April 30, 2015 / By Yvonne Yen Liu
Photo by Jamelle Bouie

Photo by Jamelle Bouie

A Black man brutalized by police officers. The incident touched a nerve in the city, lighting a powder keg of long-held disappointment of Black communities in city institutions purporting to serve the people. I’m not talking about Baltimore, which we’ve watched burn since the funeral of 25-year old Freddie Gray earlier this week. Twenty-three years ago, Los Angeles too exploded with outrage and indignation when four white police officers were acquitted in the beating of Rodney King.

We understood the 1992 uprisings as a manifestation of rage over economic deprivation and blighted hopes. At the time, Los Angeles County was in its second year of what proved to be its most severe recession since the Great Depression. The greatest concentration of the region’s low-income and Black residents then (and now) lived in South Los Angeles, where the scarcity of jobs and economic opportunities was acute. The unrest was followed by public commitments to ensuring that South Los Angeles workers would have equitable opportunities to provide a decent standard of living for their families.

In our 2002 report South Los Angeles Rising, we reviewed how far those commitments had been kept for South Los Angeles (see Map 1). We found that only 19 percent of the buildings that were torched in South L.A. were operational by 1999. And, the jobs created by the businesses paid below average wages. In contrast, Central L.A. enjoyed a recovery of 42 percent of their buildings. Workers employed in Central L.A. earned above average wages.

map1

Yesterday, Angel Jennings reported that a $100-million entertainment district on Vermont between 84th Street and Manchester broke ground.  The developer, Sassony Properties, dubbed the future site Vermont Entertainment Village and promises to open in late 2016 with a new supermarket, pharmacy, and a host of other stores to a neighborhood still struggling with a deficit of retail options. The site, once a swap meet for the neighborhood, was the first to burn down on the block in 1992. For twenty-three years, an empty lot has stood in its place, a visible reminder that commitments had not been kept.

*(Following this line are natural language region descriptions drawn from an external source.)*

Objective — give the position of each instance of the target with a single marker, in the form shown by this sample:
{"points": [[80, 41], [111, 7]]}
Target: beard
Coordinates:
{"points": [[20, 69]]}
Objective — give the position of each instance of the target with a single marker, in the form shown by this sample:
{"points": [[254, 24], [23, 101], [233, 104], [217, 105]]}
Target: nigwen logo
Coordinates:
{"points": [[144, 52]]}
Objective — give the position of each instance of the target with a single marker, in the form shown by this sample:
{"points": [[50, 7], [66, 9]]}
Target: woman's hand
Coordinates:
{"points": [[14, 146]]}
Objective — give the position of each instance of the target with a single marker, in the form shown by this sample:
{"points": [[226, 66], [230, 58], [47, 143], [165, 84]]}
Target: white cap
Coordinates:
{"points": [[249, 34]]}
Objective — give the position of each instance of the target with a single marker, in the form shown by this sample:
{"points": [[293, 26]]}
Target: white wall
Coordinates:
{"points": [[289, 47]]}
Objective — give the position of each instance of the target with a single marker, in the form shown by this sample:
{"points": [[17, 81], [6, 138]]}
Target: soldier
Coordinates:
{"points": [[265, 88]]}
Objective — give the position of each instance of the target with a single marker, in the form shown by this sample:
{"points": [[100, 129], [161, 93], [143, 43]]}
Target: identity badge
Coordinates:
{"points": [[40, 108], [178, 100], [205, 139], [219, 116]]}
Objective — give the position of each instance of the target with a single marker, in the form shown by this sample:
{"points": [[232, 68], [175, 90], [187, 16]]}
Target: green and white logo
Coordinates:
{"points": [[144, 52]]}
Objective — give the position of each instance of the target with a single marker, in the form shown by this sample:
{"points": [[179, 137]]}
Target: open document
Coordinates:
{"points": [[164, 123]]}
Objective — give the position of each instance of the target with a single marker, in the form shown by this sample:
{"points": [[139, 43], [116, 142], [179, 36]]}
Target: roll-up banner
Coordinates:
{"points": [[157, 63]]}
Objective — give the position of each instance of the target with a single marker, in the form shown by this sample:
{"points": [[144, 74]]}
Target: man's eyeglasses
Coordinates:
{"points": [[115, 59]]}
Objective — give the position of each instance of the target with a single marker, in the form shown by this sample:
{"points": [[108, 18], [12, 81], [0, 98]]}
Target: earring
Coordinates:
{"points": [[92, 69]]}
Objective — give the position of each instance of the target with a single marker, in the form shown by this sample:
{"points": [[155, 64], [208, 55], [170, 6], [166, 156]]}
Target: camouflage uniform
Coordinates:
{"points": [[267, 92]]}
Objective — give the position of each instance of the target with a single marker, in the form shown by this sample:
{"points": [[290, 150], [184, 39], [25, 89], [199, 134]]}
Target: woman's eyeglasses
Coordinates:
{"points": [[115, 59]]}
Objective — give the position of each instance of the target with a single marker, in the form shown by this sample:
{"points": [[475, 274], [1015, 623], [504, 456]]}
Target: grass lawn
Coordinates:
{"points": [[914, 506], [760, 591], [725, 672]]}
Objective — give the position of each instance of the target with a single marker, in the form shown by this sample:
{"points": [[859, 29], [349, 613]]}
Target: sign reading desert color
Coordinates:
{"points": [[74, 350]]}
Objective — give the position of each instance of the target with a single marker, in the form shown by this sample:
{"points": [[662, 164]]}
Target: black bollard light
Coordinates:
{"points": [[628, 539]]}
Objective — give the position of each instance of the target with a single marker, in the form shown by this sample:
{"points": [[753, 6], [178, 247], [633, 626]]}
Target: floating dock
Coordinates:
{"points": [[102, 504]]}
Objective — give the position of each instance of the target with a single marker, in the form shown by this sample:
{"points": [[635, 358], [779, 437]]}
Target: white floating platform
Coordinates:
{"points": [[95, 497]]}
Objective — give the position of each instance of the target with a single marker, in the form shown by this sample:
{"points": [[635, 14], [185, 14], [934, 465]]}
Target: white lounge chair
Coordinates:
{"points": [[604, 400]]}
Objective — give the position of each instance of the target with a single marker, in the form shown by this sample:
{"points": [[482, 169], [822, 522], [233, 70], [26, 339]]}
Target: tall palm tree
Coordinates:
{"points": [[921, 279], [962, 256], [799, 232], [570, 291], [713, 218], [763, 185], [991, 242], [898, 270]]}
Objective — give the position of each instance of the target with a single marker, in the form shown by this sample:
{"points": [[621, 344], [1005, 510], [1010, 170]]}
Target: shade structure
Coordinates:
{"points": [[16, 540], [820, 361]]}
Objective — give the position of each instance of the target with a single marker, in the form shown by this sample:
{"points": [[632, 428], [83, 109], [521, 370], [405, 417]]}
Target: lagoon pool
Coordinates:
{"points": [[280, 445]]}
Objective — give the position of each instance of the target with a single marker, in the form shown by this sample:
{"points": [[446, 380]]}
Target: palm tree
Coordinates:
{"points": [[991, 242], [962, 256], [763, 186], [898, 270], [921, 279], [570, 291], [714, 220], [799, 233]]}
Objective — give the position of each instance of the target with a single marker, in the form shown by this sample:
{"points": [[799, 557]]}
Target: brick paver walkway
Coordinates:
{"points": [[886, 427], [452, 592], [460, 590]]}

Earlier this week, Steve Lopez wrote about the parallels between Sandtown-Winchester, the neighborhood where Freddie Gray lived, and South Los Angeles. “[We] have Third World conditions here in the land of riches. It’s there in Baltimore, a short drive from the national halls of power. And it’s here in Los Angeles, the national capital of cardboard villages and mansions the size of coliseums.”

Let’s hope that the Vermont development is a sign of South Los Angeles rising, the city keeping its commitment to its Black communities.